What do Amazons sound like? In the 19th century, composers would have drawn on a palette of instrumental colours that could depict the unfamiliar with no difficulty, albeit perhaps somewhat clichéd. Italian and French Baroque music were only beginning to show the first signs of such onomatopoeia. For example, what Marin Marais, gambist and composer at the court of Louis XIV, notated in the work L’Ameriquaine from his Suite d’un goût étranger, sounds neither American nor otherwise foreign.

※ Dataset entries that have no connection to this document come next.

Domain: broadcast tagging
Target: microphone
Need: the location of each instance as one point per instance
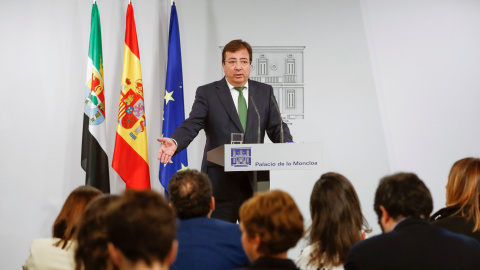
(258, 115)
(279, 115)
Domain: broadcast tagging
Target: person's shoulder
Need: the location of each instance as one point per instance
(214, 84)
(460, 238)
(257, 84)
(224, 224)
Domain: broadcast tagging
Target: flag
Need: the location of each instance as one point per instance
(94, 142)
(130, 157)
(173, 107)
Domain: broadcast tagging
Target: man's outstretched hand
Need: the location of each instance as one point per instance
(167, 149)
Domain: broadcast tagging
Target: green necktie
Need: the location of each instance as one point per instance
(242, 108)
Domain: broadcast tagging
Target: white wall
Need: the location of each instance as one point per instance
(389, 86)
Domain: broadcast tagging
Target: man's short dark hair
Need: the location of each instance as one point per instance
(142, 226)
(403, 194)
(190, 194)
(235, 46)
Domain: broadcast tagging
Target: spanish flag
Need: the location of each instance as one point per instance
(130, 158)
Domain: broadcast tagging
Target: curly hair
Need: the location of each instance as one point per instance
(275, 218)
(463, 189)
(337, 220)
(92, 251)
(190, 193)
(142, 226)
(66, 222)
(403, 195)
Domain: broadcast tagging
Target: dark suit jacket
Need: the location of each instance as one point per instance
(205, 243)
(415, 244)
(214, 111)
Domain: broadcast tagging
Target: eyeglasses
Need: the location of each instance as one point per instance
(242, 62)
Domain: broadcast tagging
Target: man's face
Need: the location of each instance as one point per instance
(237, 67)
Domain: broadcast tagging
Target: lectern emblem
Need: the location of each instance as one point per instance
(241, 157)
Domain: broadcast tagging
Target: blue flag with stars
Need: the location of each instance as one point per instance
(173, 109)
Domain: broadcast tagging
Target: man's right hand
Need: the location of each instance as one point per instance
(167, 149)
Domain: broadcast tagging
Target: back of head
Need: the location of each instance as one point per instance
(142, 226)
(403, 195)
(463, 188)
(92, 252)
(190, 194)
(72, 210)
(337, 219)
(275, 217)
(236, 45)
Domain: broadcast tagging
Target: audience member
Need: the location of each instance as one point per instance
(92, 251)
(337, 223)
(204, 243)
(271, 224)
(402, 203)
(141, 231)
(58, 252)
(462, 214)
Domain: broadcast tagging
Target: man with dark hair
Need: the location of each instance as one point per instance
(204, 243)
(403, 203)
(222, 108)
(141, 231)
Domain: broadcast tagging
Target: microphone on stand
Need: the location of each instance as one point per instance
(279, 115)
(258, 115)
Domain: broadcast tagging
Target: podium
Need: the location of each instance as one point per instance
(264, 158)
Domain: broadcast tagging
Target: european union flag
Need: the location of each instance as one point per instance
(173, 109)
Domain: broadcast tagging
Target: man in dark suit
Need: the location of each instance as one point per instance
(402, 204)
(204, 243)
(220, 109)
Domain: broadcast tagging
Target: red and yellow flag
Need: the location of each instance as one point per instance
(130, 158)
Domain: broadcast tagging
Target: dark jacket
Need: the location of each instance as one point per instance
(415, 244)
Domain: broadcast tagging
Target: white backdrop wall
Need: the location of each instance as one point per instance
(389, 86)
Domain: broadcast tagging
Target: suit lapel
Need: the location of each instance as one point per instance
(226, 99)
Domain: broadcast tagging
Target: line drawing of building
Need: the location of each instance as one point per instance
(281, 67)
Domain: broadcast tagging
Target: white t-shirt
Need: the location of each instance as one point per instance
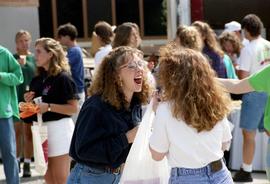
(103, 51)
(185, 147)
(255, 55)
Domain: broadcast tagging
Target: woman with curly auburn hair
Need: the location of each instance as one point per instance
(211, 48)
(107, 123)
(190, 126)
(59, 102)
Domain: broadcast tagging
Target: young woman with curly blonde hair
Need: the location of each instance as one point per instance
(107, 123)
(190, 127)
(55, 86)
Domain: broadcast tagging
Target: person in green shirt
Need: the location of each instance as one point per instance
(260, 82)
(10, 76)
(23, 130)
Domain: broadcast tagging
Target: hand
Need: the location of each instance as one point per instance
(43, 107)
(22, 60)
(28, 96)
(131, 134)
(156, 100)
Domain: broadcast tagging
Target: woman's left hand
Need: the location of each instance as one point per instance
(43, 107)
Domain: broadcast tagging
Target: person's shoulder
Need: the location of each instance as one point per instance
(75, 49)
(163, 108)
(64, 75)
(4, 50)
(93, 102)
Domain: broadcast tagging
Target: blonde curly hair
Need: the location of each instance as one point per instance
(58, 61)
(107, 83)
(189, 85)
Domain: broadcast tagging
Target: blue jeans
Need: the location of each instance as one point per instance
(82, 174)
(252, 111)
(202, 175)
(268, 160)
(8, 150)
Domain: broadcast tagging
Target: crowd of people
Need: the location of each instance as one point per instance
(189, 81)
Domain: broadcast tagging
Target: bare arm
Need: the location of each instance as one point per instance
(236, 86)
(156, 155)
(243, 74)
(69, 109)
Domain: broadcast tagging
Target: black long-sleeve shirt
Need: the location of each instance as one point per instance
(99, 138)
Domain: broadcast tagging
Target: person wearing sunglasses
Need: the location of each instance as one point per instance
(108, 121)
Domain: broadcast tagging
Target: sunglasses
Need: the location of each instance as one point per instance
(134, 65)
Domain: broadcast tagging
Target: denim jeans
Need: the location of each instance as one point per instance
(252, 111)
(8, 150)
(268, 160)
(202, 175)
(82, 174)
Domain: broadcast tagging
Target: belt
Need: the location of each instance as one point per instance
(211, 167)
(113, 170)
(216, 165)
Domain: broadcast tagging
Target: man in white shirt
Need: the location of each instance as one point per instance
(254, 56)
(235, 27)
(104, 33)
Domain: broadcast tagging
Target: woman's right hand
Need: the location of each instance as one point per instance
(29, 96)
(131, 134)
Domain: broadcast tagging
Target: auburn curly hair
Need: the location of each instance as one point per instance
(189, 86)
(107, 83)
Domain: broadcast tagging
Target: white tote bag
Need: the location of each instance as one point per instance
(140, 168)
(40, 145)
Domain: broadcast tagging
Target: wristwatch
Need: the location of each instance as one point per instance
(49, 107)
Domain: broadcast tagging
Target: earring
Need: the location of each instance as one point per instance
(121, 83)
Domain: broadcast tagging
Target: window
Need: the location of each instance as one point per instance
(150, 15)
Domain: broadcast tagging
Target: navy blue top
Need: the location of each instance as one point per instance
(75, 58)
(216, 62)
(99, 138)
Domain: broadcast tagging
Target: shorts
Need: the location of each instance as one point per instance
(252, 111)
(59, 136)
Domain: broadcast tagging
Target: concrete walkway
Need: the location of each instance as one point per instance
(259, 178)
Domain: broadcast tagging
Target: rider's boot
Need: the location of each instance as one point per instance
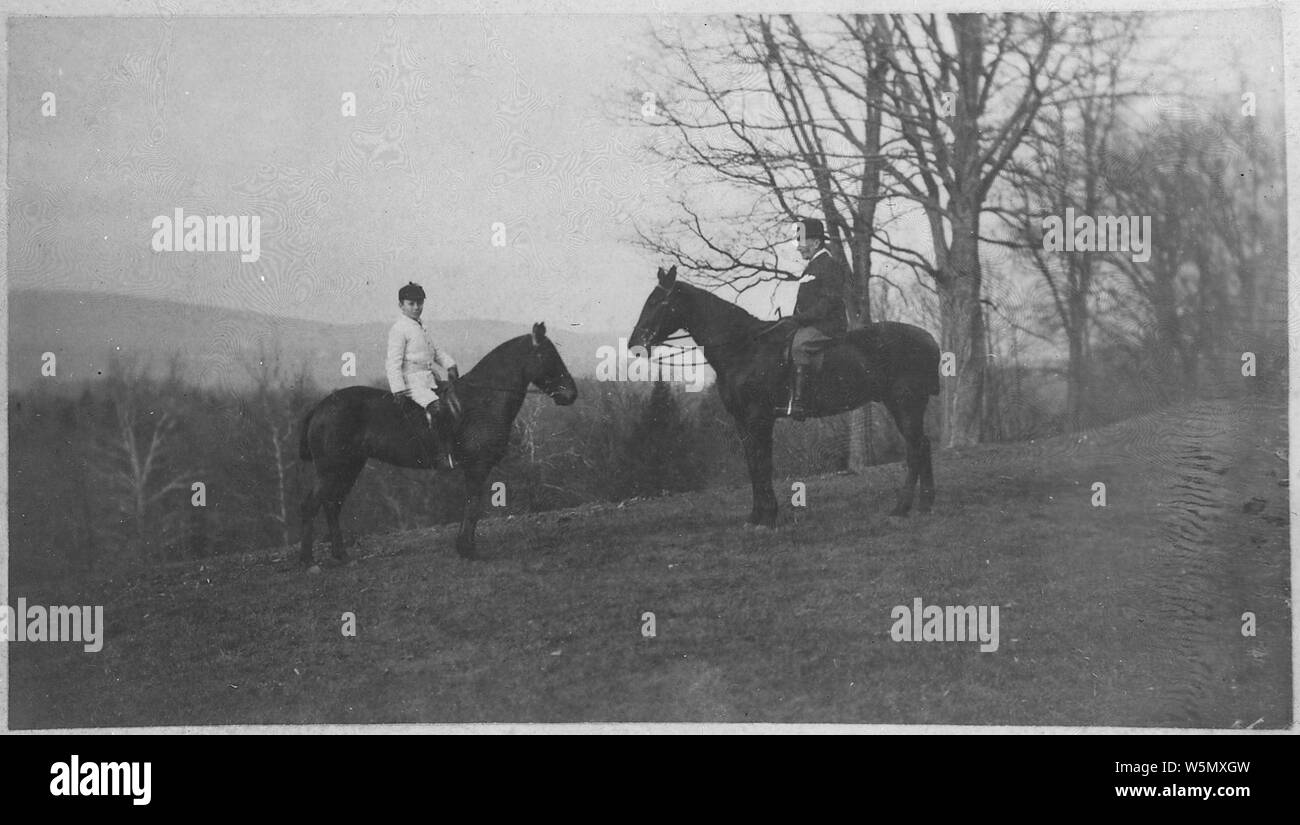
(796, 409)
(443, 435)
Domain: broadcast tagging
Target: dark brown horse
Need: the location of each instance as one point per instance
(356, 424)
(896, 364)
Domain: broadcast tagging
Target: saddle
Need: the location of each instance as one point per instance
(446, 421)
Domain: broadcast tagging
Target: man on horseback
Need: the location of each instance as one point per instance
(415, 367)
(819, 311)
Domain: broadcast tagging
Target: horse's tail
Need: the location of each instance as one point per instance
(304, 448)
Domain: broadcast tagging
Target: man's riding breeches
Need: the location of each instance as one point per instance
(809, 344)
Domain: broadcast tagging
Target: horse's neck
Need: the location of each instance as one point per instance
(501, 369)
(719, 326)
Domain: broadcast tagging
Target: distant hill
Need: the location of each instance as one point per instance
(87, 331)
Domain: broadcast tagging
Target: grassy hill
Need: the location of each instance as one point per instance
(86, 331)
(1121, 615)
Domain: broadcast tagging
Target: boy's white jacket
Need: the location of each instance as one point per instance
(414, 360)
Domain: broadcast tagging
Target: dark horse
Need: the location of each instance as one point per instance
(363, 422)
(892, 363)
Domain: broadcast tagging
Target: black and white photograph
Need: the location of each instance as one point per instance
(646, 365)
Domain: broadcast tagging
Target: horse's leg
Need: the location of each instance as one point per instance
(755, 435)
(927, 469)
(307, 511)
(476, 480)
(910, 426)
(341, 480)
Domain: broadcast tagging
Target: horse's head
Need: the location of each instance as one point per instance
(662, 315)
(545, 369)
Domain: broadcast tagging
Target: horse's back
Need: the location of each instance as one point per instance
(905, 355)
(337, 425)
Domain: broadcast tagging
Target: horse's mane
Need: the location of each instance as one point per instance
(733, 315)
(499, 352)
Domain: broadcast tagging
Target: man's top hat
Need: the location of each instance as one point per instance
(813, 229)
(412, 291)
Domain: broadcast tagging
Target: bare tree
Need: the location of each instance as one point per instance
(830, 117)
(791, 116)
(278, 400)
(1065, 166)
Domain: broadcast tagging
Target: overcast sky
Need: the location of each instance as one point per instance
(462, 122)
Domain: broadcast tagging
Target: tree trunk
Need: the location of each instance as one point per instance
(962, 331)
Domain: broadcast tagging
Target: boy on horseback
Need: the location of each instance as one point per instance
(415, 367)
(819, 309)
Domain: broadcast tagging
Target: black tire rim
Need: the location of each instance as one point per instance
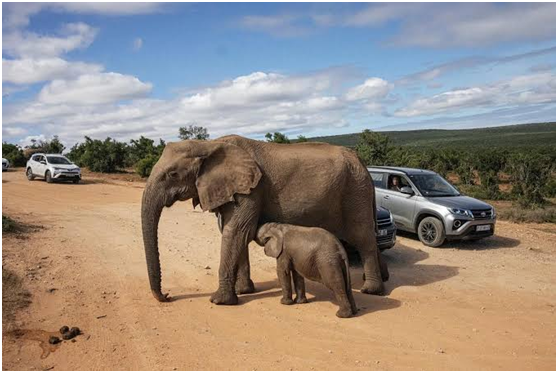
(428, 232)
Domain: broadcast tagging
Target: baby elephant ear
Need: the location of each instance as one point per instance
(227, 170)
(274, 246)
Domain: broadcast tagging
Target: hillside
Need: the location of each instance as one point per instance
(521, 135)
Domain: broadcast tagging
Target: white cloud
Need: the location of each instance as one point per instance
(371, 89)
(16, 15)
(249, 104)
(29, 71)
(137, 44)
(526, 89)
(432, 25)
(469, 63)
(13, 131)
(31, 45)
(93, 89)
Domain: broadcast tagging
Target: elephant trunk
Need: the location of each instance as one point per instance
(151, 208)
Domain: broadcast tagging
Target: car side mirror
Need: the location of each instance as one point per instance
(407, 190)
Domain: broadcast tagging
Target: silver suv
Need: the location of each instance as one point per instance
(423, 202)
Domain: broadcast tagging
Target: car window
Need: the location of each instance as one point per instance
(58, 160)
(396, 182)
(378, 179)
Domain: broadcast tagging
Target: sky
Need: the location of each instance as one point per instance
(123, 70)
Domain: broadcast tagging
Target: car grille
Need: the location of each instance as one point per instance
(387, 238)
(382, 222)
(482, 214)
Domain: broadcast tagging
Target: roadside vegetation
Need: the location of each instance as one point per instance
(9, 225)
(512, 163)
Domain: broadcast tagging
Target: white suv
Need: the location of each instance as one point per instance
(52, 167)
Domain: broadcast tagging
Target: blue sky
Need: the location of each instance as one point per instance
(129, 69)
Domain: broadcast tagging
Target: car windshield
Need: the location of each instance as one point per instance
(434, 185)
(58, 160)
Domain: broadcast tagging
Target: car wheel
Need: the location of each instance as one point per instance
(431, 232)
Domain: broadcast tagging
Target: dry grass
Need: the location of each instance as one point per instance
(510, 211)
(14, 298)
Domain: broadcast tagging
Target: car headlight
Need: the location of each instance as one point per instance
(461, 212)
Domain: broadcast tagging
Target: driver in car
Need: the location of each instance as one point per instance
(395, 183)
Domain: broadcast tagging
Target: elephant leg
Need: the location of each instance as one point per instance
(284, 276)
(300, 288)
(336, 283)
(241, 221)
(244, 284)
(369, 254)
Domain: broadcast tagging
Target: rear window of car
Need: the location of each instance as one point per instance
(378, 179)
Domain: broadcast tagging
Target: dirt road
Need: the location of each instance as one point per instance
(485, 305)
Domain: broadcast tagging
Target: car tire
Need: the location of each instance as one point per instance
(29, 174)
(431, 232)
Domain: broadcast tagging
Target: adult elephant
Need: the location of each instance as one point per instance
(251, 182)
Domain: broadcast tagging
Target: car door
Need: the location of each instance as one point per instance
(379, 179)
(39, 167)
(401, 205)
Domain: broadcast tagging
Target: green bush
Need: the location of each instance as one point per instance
(193, 133)
(100, 156)
(145, 165)
(530, 175)
(374, 148)
(14, 155)
(277, 137)
(9, 225)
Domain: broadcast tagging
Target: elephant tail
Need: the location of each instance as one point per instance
(346, 271)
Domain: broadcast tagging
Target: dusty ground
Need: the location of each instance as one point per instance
(485, 305)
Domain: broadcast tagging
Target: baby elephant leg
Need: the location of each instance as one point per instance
(300, 289)
(336, 282)
(284, 275)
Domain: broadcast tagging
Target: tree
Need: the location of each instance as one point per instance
(142, 148)
(488, 164)
(100, 156)
(144, 154)
(14, 154)
(193, 133)
(277, 137)
(53, 146)
(529, 174)
(373, 148)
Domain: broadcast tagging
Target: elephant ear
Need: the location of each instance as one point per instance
(274, 246)
(226, 171)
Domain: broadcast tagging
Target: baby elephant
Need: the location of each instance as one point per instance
(310, 252)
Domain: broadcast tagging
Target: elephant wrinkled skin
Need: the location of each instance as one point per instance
(311, 253)
(252, 182)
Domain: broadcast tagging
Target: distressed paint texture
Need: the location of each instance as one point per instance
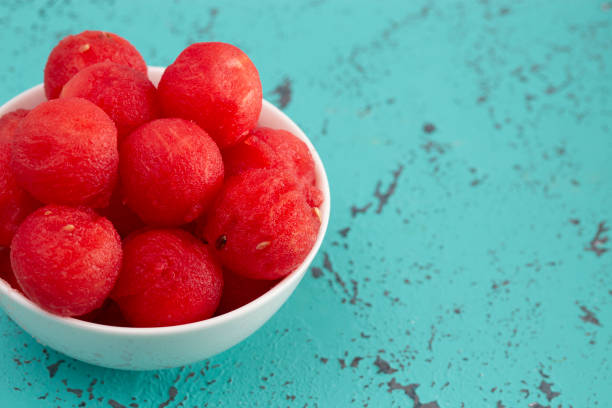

But back to the Amazons. To this day, it is still not clear whether these female warriors, about whom Homer, Herodotus and others wrote, actually existed. Further research is necessary before this question can be answered conclusively. Research was also required to unearth the Amazon operas from which arias and instrumental works will be heard this afternoon. The Amazons, like strong women on Baroque opera stages in general, are complex figures whose character consists of attributes that are considered typically female and typically male till today. The ambivalence of their gender is the decisive factor in many opera plots and provides an inexhaustible source of dramatic and musical inspiration for great lyrical scenes, laments, war songs, rage arias, tender melodies and instrumental pieces.
That is precisely why we find a female character like Marthésie, the first queen of the Amazons, in André Cardinal Destouches’s opera. In the closing scene, during the aria “Quel coup”, she stands at the edge of an abyss, sees her dead lover there and descends into the shadows to him – with more dignity than Orpheus. Giuseppe de Bottis presents another Amazon queen, Mitilene, in his opera of the same title – a woman who wants to be free from the bonds of love and yet suffers because of her unhappy love. The Amazons, then as now – more relevant than ever.